On Sonntag 14 Februar 2010, Bogdan Opanchuk wrote:
The project I am working on relies heavily on batched
3D FFTs. You all
know about the situation with CUFFT and PyCuda, and I decided that I
must put some effort in it. So, I ported Apple's OpenCL implementation
of FFT to PyCuda. The result you can see on
. It is currently in beta stage,
but I will work on it - in case somebody needs it. It works with
experimental PyCuda branch, the one with complex numbers support.
In addition, the package contains CUFFT wrapper by Ying Wai (Daniel)
Fan (it appeared in this mail list, I just added class for plan and
batch support), if you prefer nVidia's implementation.
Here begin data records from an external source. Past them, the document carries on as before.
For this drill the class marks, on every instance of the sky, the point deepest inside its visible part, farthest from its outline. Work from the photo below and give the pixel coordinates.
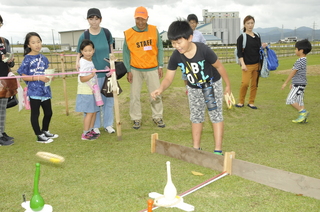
(48, 18)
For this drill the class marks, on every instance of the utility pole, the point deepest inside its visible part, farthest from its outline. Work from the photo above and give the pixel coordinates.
(54, 48)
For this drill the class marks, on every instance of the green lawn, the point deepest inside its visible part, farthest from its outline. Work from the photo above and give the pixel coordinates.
(116, 176)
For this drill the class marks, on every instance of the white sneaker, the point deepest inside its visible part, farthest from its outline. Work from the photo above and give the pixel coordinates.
(110, 130)
(43, 139)
(50, 135)
(96, 130)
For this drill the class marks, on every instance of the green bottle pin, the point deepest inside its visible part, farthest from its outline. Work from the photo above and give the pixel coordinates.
(36, 202)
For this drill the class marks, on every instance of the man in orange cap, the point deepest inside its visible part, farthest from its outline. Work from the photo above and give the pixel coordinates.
(143, 58)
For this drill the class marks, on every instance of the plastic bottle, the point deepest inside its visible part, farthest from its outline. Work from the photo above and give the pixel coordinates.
(97, 94)
(36, 202)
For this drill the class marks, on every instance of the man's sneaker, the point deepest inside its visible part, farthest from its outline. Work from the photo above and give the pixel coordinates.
(110, 129)
(88, 136)
(6, 136)
(94, 134)
(50, 135)
(43, 139)
(136, 124)
(96, 130)
(5, 142)
(159, 122)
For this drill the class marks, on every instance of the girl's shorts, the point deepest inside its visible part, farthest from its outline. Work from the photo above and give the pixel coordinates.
(86, 103)
(296, 95)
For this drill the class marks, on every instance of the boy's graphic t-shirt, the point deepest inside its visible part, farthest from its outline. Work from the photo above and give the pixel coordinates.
(300, 78)
(198, 69)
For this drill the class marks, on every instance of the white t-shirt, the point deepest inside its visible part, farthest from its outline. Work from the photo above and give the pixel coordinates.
(86, 68)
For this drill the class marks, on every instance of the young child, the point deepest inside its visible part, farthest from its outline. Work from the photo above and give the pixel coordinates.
(204, 72)
(197, 35)
(85, 99)
(299, 81)
(33, 69)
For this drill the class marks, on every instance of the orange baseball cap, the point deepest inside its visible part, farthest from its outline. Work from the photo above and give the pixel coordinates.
(141, 12)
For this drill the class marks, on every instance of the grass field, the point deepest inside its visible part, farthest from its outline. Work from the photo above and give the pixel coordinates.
(116, 176)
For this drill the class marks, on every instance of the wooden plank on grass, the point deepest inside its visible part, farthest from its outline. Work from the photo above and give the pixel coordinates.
(276, 178)
(190, 155)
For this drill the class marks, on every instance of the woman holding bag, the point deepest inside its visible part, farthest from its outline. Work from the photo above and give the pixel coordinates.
(103, 42)
(5, 140)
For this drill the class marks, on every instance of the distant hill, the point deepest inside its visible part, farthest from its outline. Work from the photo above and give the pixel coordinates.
(274, 34)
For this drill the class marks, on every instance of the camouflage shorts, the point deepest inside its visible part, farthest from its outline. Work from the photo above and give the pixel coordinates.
(198, 105)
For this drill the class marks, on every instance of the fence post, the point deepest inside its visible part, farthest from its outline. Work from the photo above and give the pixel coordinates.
(64, 84)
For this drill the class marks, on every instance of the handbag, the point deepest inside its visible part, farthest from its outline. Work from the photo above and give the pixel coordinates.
(106, 88)
(8, 87)
(121, 69)
(12, 101)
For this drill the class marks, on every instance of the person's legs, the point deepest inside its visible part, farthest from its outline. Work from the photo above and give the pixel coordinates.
(47, 114)
(3, 112)
(216, 117)
(88, 121)
(246, 75)
(34, 115)
(135, 105)
(218, 129)
(197, 111)
(106, 109)
(196, 134)
(254, 82)
(295, 99)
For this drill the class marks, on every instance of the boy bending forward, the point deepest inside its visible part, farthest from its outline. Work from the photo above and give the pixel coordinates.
(204, 71)
(299, 80)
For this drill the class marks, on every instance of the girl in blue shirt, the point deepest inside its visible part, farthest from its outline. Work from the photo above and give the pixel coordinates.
(33, 69)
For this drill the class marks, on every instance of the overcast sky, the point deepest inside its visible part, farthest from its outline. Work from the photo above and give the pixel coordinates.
(50, 17)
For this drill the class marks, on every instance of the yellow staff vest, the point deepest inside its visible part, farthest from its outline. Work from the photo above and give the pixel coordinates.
(143, 47)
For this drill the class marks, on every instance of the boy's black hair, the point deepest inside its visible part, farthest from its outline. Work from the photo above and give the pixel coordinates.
(305, 45)
(26, 48)
(192, 17)
(179, 29)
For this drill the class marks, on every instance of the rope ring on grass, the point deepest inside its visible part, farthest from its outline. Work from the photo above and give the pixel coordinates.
(178, 200)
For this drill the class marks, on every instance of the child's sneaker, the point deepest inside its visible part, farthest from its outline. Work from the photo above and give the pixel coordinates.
(94, 134)
(50, 135)
(43, 139)
(110, 129)
(218, 152)
(136, 124)
(96, 130)
(300, 119)
(87, 136)
(159, 122)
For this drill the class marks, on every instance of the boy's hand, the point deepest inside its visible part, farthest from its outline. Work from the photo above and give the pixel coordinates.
(283, 86)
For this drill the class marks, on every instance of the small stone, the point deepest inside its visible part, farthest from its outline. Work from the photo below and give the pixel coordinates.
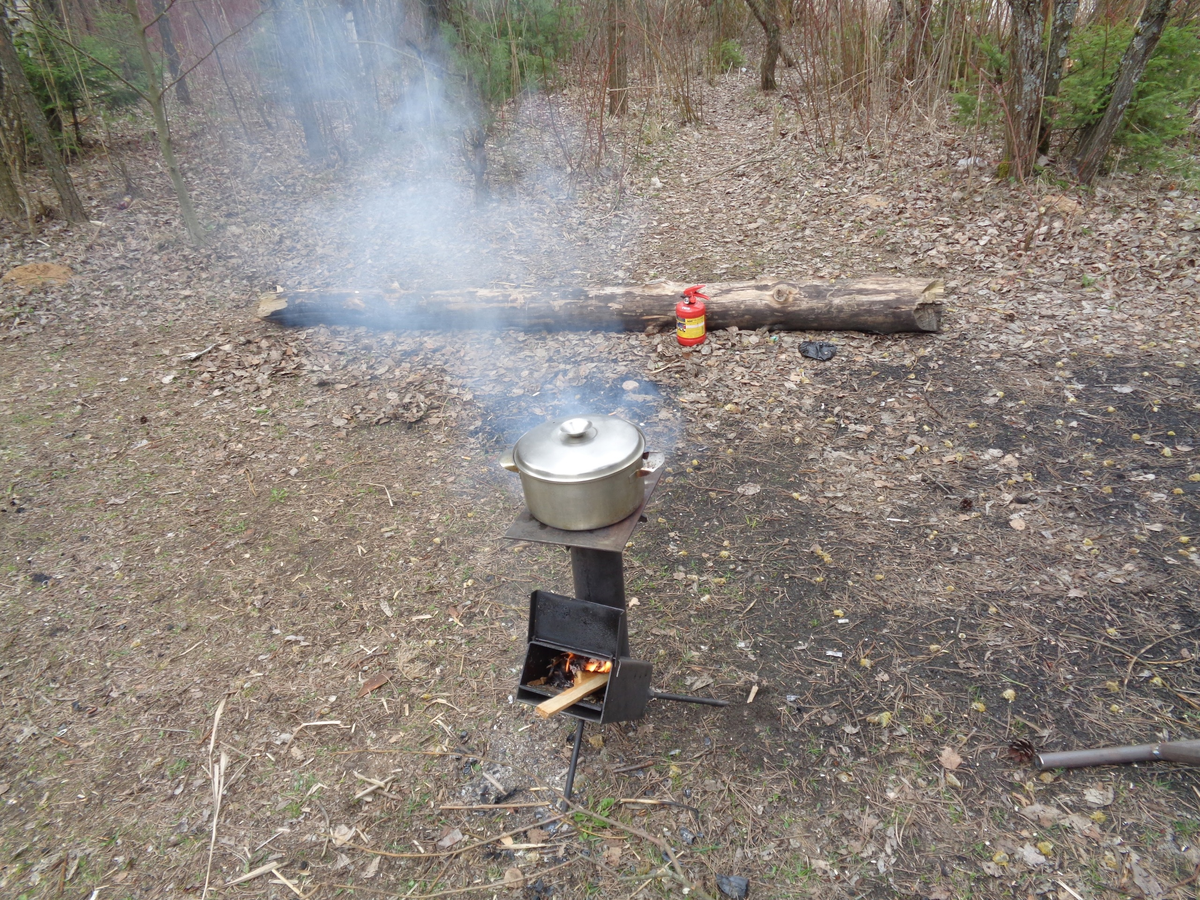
(733, 886)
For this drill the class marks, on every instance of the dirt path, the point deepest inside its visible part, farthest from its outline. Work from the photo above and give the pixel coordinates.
(894, 564)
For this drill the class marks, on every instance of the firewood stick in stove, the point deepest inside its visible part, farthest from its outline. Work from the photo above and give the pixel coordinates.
(589, 683)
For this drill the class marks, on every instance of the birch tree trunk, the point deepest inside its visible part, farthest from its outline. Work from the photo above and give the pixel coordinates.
(1026, 81)
(1096, 138)
(1056, 59)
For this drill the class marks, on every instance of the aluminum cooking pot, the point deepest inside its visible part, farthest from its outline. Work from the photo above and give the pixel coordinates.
(581, 473)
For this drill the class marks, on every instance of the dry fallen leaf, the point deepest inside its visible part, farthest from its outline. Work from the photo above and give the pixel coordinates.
(373, 683)
(450, 839)
(949, 759)
(27, 276)
(1149, 885)
(514, 879)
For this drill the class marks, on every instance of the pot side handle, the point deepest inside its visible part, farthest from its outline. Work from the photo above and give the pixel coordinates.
(652, 463)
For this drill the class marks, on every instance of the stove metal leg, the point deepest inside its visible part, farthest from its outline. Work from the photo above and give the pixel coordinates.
(575, 761)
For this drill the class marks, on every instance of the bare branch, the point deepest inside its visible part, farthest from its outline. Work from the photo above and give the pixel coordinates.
(214, 48)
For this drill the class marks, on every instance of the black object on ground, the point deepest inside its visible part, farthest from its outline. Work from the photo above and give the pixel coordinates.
(821, 351)
(733, 886)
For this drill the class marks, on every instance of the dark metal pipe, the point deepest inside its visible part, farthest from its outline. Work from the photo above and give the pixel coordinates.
(1186, 751)
(600, 579)
(689, 699)
(575, 761)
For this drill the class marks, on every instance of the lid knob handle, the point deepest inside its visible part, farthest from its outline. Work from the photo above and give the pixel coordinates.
(576, 427)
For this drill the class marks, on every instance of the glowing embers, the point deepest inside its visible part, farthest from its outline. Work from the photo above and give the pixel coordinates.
(567, 670)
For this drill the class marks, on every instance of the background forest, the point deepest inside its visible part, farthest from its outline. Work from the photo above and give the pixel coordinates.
(1057, 83)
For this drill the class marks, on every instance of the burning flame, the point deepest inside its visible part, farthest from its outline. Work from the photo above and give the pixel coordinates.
(575, 665)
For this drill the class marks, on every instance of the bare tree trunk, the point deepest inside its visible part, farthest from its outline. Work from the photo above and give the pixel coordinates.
(1056, 58)
(154, 97)
(171, 52)
(11, 207)
(768, 17)
(1025, 85)
(35, 120)
(1093, 143)
(618, 60)
(293, 49)
(216, 55)
(918, 41)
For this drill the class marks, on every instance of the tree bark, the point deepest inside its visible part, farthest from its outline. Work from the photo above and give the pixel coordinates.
(768, 17)
(877, 305)
(1056, 58)
(1026, 82)
(171, 52)
(1093, 142)
(154, 97)
(618, 60)
(294, 48)
(35, 120)
(11, 207)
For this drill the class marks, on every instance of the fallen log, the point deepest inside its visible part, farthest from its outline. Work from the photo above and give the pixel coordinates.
(877, 305)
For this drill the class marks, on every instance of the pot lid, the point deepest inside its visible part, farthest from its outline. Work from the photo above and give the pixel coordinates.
(582, 448)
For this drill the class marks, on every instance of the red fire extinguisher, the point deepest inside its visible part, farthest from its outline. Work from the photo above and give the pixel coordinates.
(690, 317)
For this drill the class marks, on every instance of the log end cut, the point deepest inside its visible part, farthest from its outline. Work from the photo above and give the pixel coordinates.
(928, 311)
(271, 304)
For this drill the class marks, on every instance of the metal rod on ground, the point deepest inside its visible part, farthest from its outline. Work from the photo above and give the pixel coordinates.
(1186, 751)
(569, 787)
(689, 699)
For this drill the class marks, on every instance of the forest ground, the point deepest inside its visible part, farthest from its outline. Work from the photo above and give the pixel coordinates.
(287, 552)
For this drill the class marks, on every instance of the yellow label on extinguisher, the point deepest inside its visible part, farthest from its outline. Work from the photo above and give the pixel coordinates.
(689, 328)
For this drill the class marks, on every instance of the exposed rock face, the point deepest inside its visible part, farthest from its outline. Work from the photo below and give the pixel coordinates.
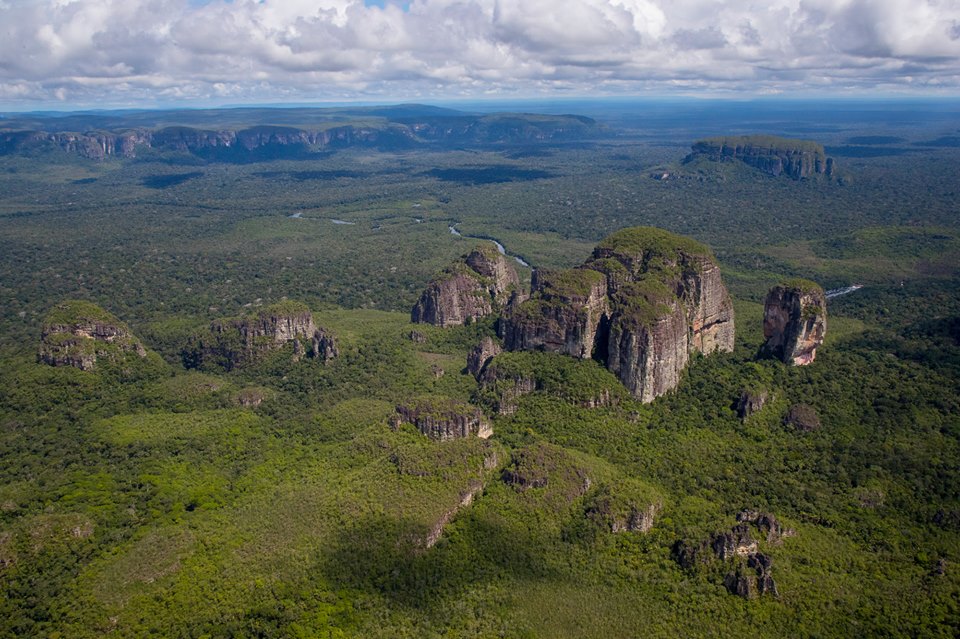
(751, 574)
(649, 357)
(240, 341)
(794, 322)
(798, 159)
(474, 287)
(509, 376)
(750, 402)
(622, 508)
(563, 315)
(753, 579)
(76, 333)
(442, 419)
(397, 131)
(641, 304)
(481, 355)
(548, 467)
(738, 542)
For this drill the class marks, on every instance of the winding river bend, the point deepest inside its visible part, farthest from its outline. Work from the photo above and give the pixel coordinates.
(500, 247)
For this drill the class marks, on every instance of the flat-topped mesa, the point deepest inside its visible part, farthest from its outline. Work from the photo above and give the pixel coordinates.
(240, 341)
(686, 268)
(76, 333)
(441, 418)
(798, 159)
(641, 304)
(563, 314)
(794, 321)
(478, 284)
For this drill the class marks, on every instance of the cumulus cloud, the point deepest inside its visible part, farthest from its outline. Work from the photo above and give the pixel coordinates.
(121, 52)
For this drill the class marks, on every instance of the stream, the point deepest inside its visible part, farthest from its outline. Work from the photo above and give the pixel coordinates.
(500, 247)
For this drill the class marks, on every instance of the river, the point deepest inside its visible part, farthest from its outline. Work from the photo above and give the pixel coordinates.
(500, 247)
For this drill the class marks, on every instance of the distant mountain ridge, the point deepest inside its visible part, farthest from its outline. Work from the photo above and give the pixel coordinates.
(798, 159)
(266, 133)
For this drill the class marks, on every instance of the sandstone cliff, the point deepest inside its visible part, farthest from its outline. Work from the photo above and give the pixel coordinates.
(749, 571)
(76, 333)
(480, 356)
(798, 159)
(794, 322)
(642, 303)
(441, 418)
(240, 341)
(116, 136)
(509, 376)
(475, 286)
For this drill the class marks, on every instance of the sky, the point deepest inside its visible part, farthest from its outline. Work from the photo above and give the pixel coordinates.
(62, 54)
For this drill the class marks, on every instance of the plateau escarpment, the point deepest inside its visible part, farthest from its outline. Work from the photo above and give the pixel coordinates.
(478, 284)
(641, 305)
(336, 129)
(236, 342)
(441, 418)
(794, 322)
(798, 159)
(77, 333)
I used it just
to test my code.
Main problems at the moment:
- On some problem sizes it is much slower than CUFFT (see table on PyPi
page). - The library requires heavy testing for different problem sizes
and videocards For other plans, see TODO.txt in package.
To sum it all up: the development of this library depends mainly on
your reaction. Any comments/bug reports/propositions are appreciated.
For my personal purposes it works fine already )
This looks like awesome work. Thanks for making it available. To make
your life easier, I've just merged complex number support into PyCUDA
proper. If you'd like pycudafft to be part of PyCUDA itself, we can
discuss how that could happen. Otherwise, please let me know if there's
anything you need from PyCUDA.
Thanks again for your work,